— Богато живете, старицы честные, — усмехнулся Колокольцев.
— Все суета сует, — горестно вздохнула монашка. — Для приемов благодетелей наших предназначена была келья, а мне этого не нужно. Без жалоб несу крест свой.
Агафадора вынула из стола несколько толстых конторских книг.
— Вот, батюшка, все описи.
Колокольцев перебрал их и взял самую тонкую.
— «Опись особо ценного имущества Серафимо-Знаменской обители». Вот это нам и нужно. Где хранятся ценности?
— В храме, в алтаре, в ризнице..
— А здесь что? — указал Колокольцев на сейф.
— Тут… — Матушка Агафадора растерянно заморгала глазками. — Тут ничего…
— Как — ничего? А зачем же тогда сейф?
— Казну обительскую раньше хранили, а теперь какая уж казна…
— Откройте!
— Нет уж, батюшка. У вас мандат на изъятие церковных ценностей — вот вам опись, а казна вас не касается, — с неожиданной решительностью заявила казначея.
— Откройте сейф! — еще более решительно потребовал Колокольцев. — Что не положено, не заберем, а посмотреть, что там, надо.
— Сами открывайте! — крикнула казначея, теряя всю свою благость, и бросила на стол связку ключей.
Колокольцев не спеша выбрал нужный ключ и распахнул дверцу сейфа.
— Ого! Накопили богатства, — со смехом сказал он, выкидывая на стол одну за другой толстые пачки денег. Тут были «катеринки», «петры», «александры», «красненькие» — десятки, «синенькие» — пятерки, «зелененькие» — трешки; наверное, немало тысяч рублей царских денег, давно потерявших цену.
— Это что, матушка, стенки собрались оклеивать? Или, может быть, надеетесь, что царь вернется?
Казначея только горестно вздохнула:
— Казна обительская…
— Не надейтесь, царь не вернется. Можете спокойно выкинуть это барахло. А здесь что? — указал Колокольцев на небольшое отделение сейфа. — Посмотрим.
Он отыскал в связке маленький ключик и открыл дверцу. Все отделение заполняли свертки в белой бумаге.
— Что-то тяжелое. — Колокольцев вынул один сверток и бросил его на стол; бумага лопнула, и по зеленому сукну рассыпались сверкающие золотые монеты.
Иван никогда не видал золотых денег, а тут целая груда их рассыпалась по столу.
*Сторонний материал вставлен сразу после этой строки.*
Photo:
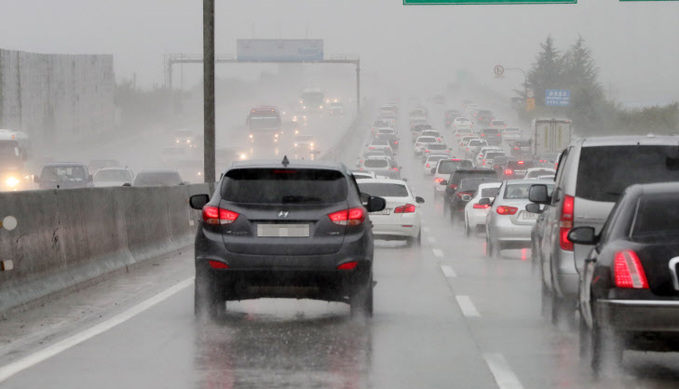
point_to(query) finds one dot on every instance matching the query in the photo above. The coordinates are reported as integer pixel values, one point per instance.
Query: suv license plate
(282, 230)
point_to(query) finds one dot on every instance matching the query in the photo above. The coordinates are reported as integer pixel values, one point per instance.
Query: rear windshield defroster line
(284, 186)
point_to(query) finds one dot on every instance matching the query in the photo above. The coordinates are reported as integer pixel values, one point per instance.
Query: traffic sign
(485, 2)
(557, 97)
(530, 104)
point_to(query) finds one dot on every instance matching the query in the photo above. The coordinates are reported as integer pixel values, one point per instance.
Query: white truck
(550, 136)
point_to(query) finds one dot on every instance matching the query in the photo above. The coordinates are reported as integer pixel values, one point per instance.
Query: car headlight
(12, 182)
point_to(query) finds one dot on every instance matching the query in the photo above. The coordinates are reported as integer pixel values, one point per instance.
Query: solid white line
(467, 307)
(31, 360)
(448, 271)
(504, 376)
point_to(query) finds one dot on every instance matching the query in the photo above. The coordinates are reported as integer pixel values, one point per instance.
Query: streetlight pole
(209, 91)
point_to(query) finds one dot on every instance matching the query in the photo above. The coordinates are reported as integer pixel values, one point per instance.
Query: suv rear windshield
(614, 168)
(657, 219)
(447, 167)
(284, 186)
(383, 189)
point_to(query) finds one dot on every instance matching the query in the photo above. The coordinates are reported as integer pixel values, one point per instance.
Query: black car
(287, 230)
(629, 288)
(454, 200)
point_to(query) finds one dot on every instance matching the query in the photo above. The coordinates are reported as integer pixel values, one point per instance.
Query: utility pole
(209, 90)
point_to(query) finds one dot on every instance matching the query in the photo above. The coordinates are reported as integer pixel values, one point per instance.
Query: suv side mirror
(376, 204)
(583, 235)
(198, 201)
(538, 194)
(533, 208)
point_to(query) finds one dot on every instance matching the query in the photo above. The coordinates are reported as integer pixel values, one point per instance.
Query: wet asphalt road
(445, 317)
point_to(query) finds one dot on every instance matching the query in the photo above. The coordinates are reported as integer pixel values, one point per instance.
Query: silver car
(508, 223)
(591, 175)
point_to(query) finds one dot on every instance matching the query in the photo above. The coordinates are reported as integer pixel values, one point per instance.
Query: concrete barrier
(66, 237)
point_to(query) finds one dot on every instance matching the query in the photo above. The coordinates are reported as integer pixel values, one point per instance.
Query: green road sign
(487, 2)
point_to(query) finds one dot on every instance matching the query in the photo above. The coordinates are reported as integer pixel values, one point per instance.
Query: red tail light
(215, 215)
(506, 210)
(408, 208)
(566, 223)
(218, 265)
(628, 271)
(348, 217)
(348, 266)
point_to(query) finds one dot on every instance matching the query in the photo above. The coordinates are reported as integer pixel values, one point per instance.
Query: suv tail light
(215, 215)
(566, 222)
(506, 210)
(348, 217)
(408, 208)
(628, 272)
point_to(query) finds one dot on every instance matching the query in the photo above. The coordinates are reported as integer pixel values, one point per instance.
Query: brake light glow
(506, 210)
(218, 265)
(348, 265)
(408, 208)
(215, 215)
(628, 272)
(566, 222)
(348, 217)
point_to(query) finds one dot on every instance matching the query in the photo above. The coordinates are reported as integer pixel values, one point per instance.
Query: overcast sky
(634, 44)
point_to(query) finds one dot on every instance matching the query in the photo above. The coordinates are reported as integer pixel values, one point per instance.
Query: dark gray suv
(288, 230)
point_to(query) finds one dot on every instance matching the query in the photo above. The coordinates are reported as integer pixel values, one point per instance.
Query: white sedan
(400, 219)
(474, 212)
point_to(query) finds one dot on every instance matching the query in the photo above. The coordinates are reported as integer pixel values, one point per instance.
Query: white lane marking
(448, 271)
(31, 360)
(504, 376)
(467, 307)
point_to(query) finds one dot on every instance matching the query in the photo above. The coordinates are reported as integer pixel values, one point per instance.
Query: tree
(580, 76)
(547, 71)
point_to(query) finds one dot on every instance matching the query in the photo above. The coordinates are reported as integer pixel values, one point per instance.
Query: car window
(383, 189)
(614, 168)
(656, 219)
(520, 191)
(284, 186)
(375, 163)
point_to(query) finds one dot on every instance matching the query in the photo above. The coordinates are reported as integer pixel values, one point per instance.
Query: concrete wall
(69, 236)
(55, 96)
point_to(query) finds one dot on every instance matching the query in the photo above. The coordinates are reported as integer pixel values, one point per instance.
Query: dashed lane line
(13, 368)
(467, 307)
(504, 376)
(448, 271)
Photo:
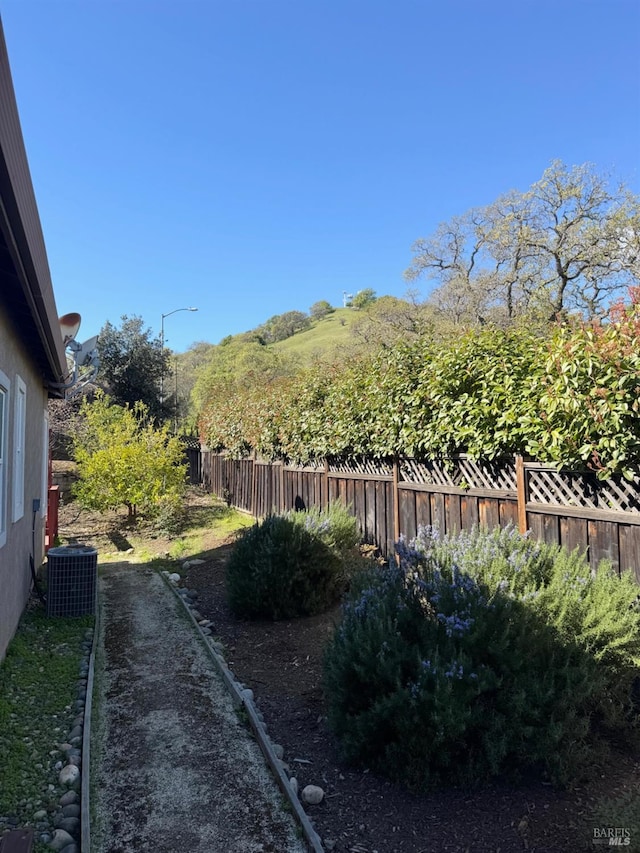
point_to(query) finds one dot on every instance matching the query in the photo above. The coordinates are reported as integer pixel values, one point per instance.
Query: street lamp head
(175, 311)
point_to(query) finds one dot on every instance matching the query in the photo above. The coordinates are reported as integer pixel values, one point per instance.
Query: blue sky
(250, 157)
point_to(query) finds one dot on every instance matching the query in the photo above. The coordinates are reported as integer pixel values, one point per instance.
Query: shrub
(278, 570)
(481, 654)
(336, 527)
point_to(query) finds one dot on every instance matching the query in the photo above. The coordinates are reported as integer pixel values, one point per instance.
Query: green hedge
(571, 398)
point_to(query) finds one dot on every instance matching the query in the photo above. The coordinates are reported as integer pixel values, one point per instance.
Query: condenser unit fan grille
(71, 580)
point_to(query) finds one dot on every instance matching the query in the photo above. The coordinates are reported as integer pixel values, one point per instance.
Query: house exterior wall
(17, 364)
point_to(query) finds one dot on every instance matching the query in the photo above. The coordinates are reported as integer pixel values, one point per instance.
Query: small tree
(124, 460)
(321, 309)
(132, 364)
(363, 298)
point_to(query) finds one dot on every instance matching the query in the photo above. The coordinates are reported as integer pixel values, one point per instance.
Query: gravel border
(243, 697)
(85, 808)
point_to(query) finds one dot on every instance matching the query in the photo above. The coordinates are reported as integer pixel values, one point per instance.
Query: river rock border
(68, 822)
(244, 697)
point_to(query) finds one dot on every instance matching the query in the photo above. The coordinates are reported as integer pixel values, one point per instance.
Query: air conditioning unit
(71, 580)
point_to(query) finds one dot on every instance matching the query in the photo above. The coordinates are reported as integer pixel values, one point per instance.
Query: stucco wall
(15, 576)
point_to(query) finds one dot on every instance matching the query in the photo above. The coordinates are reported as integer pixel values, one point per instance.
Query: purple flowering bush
(478, 655)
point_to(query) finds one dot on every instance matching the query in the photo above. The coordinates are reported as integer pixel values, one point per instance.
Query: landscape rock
(69, 775)
(312, 795)
(69, 798)
(189, 563)
(61, 839)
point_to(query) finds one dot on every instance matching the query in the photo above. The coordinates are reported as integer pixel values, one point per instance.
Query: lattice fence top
(461, 472)
(571, 488)
(372, 467)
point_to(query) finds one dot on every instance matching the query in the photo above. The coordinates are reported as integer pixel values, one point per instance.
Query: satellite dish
(69, 325)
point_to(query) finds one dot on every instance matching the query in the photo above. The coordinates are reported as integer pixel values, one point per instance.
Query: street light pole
(168, 314)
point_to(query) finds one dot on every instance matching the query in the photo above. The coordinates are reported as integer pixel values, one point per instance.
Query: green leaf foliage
(123, 460)
(278, 570)
(570, 398)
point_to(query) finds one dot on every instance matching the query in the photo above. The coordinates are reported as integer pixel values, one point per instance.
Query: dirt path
(173, 768)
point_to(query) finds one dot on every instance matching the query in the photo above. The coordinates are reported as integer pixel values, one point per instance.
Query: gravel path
(173, 768)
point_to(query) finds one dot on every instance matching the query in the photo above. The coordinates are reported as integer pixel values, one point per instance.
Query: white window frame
(19, 449)
(5, 392)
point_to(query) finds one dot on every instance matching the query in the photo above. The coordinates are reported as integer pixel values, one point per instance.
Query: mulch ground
(362, 813)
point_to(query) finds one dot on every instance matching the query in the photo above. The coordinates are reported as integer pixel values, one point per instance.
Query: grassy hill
(324, 337)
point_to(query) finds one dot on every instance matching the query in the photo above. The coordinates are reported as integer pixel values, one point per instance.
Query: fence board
(488, 513)
(508, 513)
(469, 515)
(423, 509)
(629, 539)
(603, 542)
(408, 513)
(453, 513)
(391, 533)
(381, 516)
(573, 533)
(370, 512)
(438, 515)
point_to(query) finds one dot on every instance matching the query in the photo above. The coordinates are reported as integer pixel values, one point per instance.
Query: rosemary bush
(482, 654)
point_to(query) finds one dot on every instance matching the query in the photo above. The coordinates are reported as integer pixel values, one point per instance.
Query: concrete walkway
(173, 768)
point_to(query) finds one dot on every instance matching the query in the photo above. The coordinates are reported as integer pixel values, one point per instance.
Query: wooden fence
(391, 497)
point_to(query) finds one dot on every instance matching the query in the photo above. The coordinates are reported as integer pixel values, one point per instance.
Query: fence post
(521, 486)
(396, 499)
(325, 484)
(254, 486)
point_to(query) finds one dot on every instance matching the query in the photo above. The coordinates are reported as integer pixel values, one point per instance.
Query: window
(19, 431)
(4, 420)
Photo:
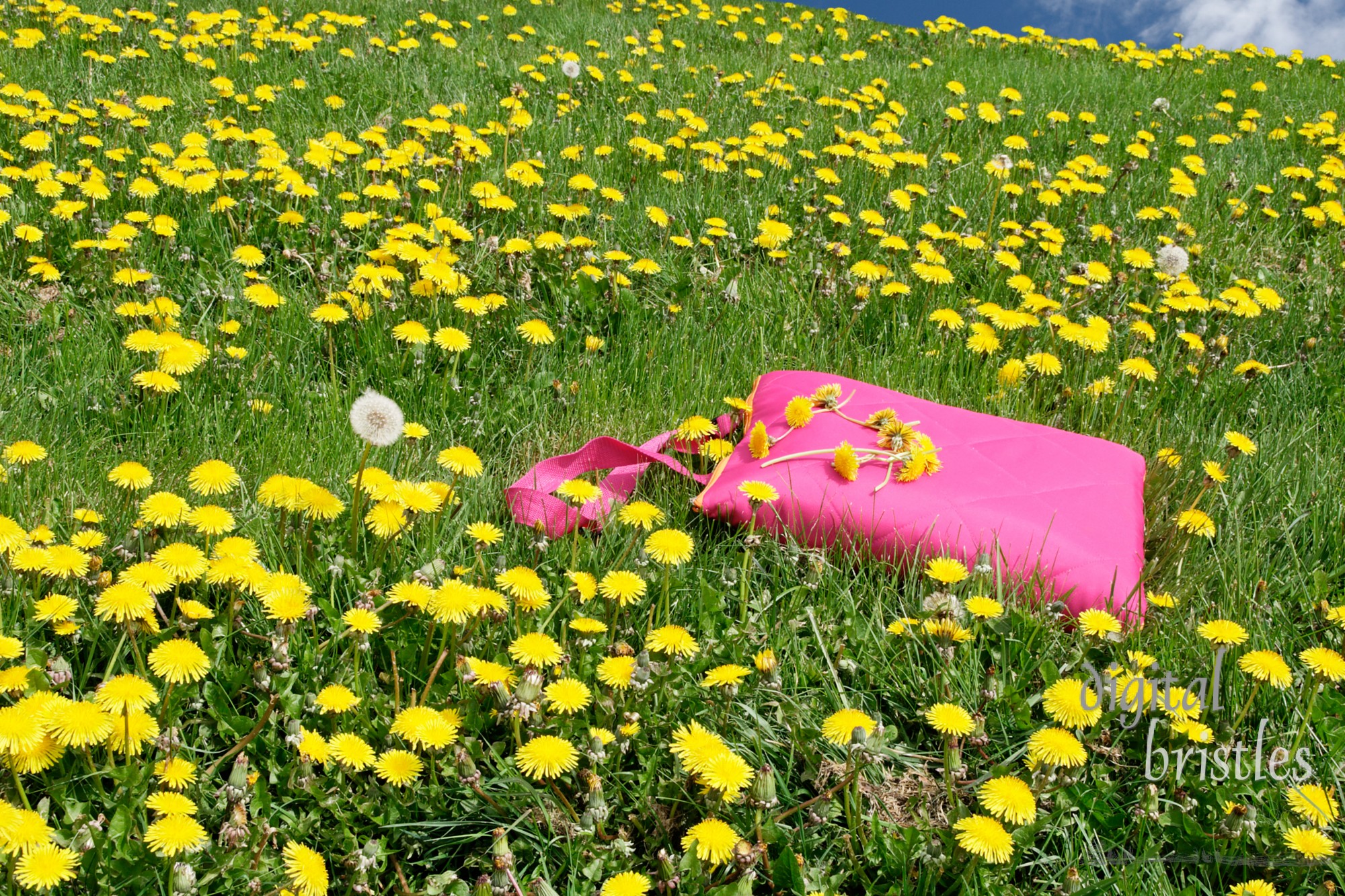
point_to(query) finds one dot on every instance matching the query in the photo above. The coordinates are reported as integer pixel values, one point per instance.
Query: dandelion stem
(354, 501)
(747, 565)
(1247, 705)
(1308, 712)
(568, 807)
(18, 784)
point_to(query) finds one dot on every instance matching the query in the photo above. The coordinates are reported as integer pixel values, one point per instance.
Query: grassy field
(221, 227)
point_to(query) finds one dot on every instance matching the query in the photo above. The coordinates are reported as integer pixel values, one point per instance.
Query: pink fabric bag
(1059, 513)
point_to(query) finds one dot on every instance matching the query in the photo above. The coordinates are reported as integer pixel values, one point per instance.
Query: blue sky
(1312, 26)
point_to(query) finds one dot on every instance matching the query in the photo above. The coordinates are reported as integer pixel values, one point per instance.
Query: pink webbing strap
(532, 502)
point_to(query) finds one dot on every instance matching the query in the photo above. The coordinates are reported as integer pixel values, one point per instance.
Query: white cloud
(1312, 26)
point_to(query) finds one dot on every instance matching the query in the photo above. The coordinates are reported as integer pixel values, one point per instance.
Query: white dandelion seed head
(1172, 260)
(377, 419)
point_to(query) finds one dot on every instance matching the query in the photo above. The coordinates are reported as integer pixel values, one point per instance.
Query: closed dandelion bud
(1149, 802)
(368, 856)
(762, 795)
(184, 879)
(531, 688)
(597, 801)
(467, 771)
(668, 870)
(501, 853)
(237, 779)
(59, 671)
(83, 840)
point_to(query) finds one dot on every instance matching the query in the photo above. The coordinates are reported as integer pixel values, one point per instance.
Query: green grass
(676, 343)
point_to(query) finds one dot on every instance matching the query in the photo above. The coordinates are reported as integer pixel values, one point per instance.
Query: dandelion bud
(501, 853)
(1149, 801)
(597, 803)
(767, 665)
(467, 771)
(762, 794)
(59, 671)
(668, 869)
(531, 688)
(184, 879)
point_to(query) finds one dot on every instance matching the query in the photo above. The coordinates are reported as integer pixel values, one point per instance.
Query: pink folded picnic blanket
(1061, 514)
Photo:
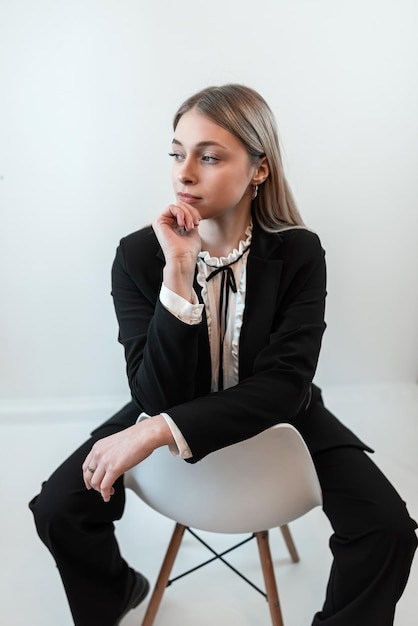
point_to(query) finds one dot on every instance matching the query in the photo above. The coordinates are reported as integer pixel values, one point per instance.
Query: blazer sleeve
(278, 386)
(161, 352)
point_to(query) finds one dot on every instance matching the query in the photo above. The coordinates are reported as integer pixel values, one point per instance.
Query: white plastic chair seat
(252, 486)
(266, 481)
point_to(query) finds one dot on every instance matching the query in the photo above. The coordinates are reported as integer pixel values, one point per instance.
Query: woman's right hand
(176, 229)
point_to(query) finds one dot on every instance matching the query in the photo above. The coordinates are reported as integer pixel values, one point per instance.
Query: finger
(106, 486)
(186, 215)
(88, 469)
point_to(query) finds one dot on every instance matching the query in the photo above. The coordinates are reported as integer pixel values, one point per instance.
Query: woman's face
(211, 168)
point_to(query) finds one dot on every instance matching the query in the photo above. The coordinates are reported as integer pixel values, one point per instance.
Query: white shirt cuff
(185, 311)
(180, 448)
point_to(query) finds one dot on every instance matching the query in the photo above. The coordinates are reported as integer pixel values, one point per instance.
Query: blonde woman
(220, 307)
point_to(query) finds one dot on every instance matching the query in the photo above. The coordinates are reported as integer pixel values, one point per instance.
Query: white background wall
(88, 90)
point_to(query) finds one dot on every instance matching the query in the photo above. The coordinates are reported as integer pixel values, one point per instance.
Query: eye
(208, 159)
(176, 156)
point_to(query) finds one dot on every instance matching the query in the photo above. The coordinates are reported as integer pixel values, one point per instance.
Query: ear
(262, 172)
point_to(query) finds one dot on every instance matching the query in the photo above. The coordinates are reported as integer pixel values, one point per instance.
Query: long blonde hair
(245, 114)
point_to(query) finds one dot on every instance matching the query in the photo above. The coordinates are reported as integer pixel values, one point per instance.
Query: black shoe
(139, 592)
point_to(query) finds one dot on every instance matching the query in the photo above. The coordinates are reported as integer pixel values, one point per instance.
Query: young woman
(220, 307)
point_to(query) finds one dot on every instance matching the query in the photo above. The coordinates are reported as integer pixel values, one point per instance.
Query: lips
(188, 198)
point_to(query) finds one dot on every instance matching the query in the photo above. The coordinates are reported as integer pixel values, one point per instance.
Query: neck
(221, 236)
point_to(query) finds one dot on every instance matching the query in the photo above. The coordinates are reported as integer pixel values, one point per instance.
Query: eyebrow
(201, 144)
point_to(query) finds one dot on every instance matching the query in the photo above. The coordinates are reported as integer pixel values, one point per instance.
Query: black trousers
(373, 543)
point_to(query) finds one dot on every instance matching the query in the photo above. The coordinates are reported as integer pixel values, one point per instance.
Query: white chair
(249, 487)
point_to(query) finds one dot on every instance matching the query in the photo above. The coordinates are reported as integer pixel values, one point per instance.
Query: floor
(31, 593)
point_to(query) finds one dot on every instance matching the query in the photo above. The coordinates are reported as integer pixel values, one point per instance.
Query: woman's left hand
(112, 456)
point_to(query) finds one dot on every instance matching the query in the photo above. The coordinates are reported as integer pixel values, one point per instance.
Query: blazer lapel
(263, 280)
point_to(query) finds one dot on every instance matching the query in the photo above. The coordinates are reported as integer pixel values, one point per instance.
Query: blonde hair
(245, 114)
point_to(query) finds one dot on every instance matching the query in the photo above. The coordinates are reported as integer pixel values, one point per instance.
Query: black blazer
(168, 361)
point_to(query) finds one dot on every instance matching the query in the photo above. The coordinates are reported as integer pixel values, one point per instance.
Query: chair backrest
(257, 484)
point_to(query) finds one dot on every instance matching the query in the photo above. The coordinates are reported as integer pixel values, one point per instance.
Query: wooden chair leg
(164, 575)
(290, 543)
(269, 578)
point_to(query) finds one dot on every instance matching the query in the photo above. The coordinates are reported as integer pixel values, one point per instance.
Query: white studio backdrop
(88, 91)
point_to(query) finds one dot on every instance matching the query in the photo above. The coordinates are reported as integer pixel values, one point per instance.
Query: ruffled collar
(233, 256)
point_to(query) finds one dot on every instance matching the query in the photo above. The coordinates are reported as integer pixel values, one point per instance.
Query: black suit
(168, 366)
(279, 346)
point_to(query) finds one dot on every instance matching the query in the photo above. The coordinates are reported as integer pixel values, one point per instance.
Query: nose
(186, 173)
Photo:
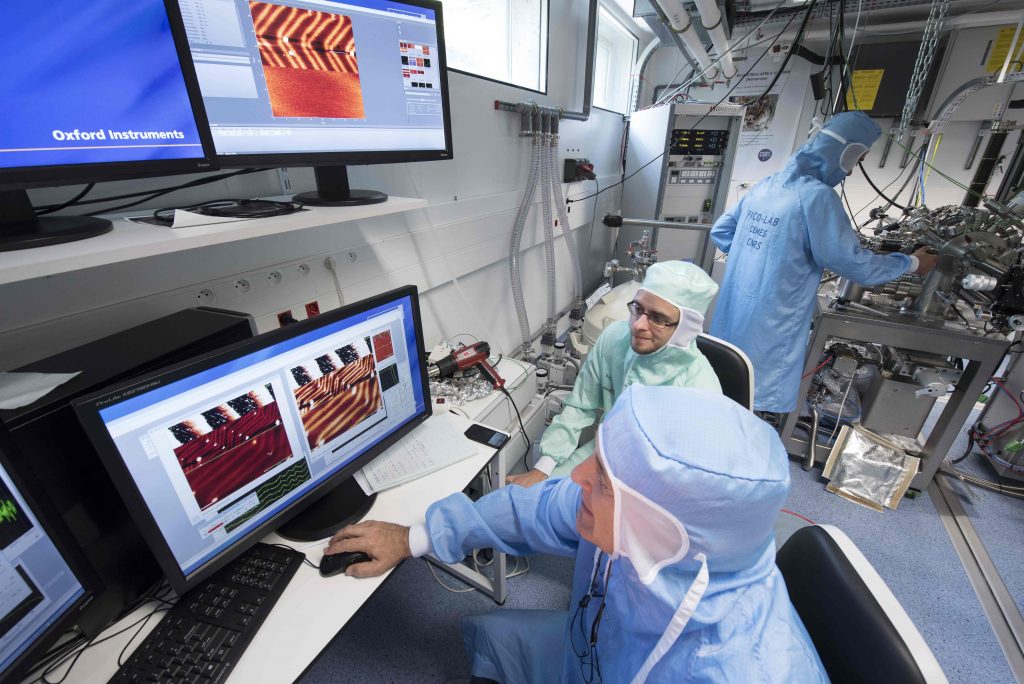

Потом пошли свертки побольше. Колокольцев разорвал один, из него высыпались серебряные рубли с профилем царя Николая II.
— Да тут целый клад! — усмехнулся Колокольцев.
— Казна обительская… — совсем убитым голосом повторила казначея.
— Вы разве не знаете, что вся золотая и серебряная монета царской чеканки подлежит сдаче Государственному банку?
— Мы мирских законов не знаем, — с напускным смирением вымолвила монашка, опустив позеленевшие от злости глаза.
— Сколько здесь всего?
— Восемь тысяч восемьсот рублей золотом и тысяча двести рублей серебром.
— Все здесь или еще где запрятано?
— Все, все здесь. Больше нигде нет, — заторопилась матушка Агафадора.
— Не предусмотрели, не запрятали. Люди мрут с голоду, а вы, святоши, на золоте сидите. Эх!..
Иван ожидал, что ляпнет сейчас Колокольцев от души словцо далеко не божественное, но он только рукой махнул и сказал Ивану:
— Давай пересчитывать.
Посчитали все монеты и вернулись в церковь. Там тоже шла работа. Старичок ювелир расположился со своими инструментами и флакончиками на клиросе. Он рассматривал каждую вещь через лупу, мазал кислотой.
— Золото, — говорил он коротко.
Или:
— Медяшка позолоченная.
Когда подошли Колокольцев и Иван, ювелир вертел в руках небольшой ажурный ларец.
— До чего же тонкая ювелирная работа! Червонное золото, — говорил он. — Ай-ай, до чего же изумительная работа!
В дверях церкви появились Колька и Федя — они были поставлены на охрану дверей бокового придела, — между ними семенила старая монашка, сверх меры расстроенная, беспрерывно охающая и вздыхающая. В руках Колька держал чашу для причастия, а Федя — массивный золотой крест.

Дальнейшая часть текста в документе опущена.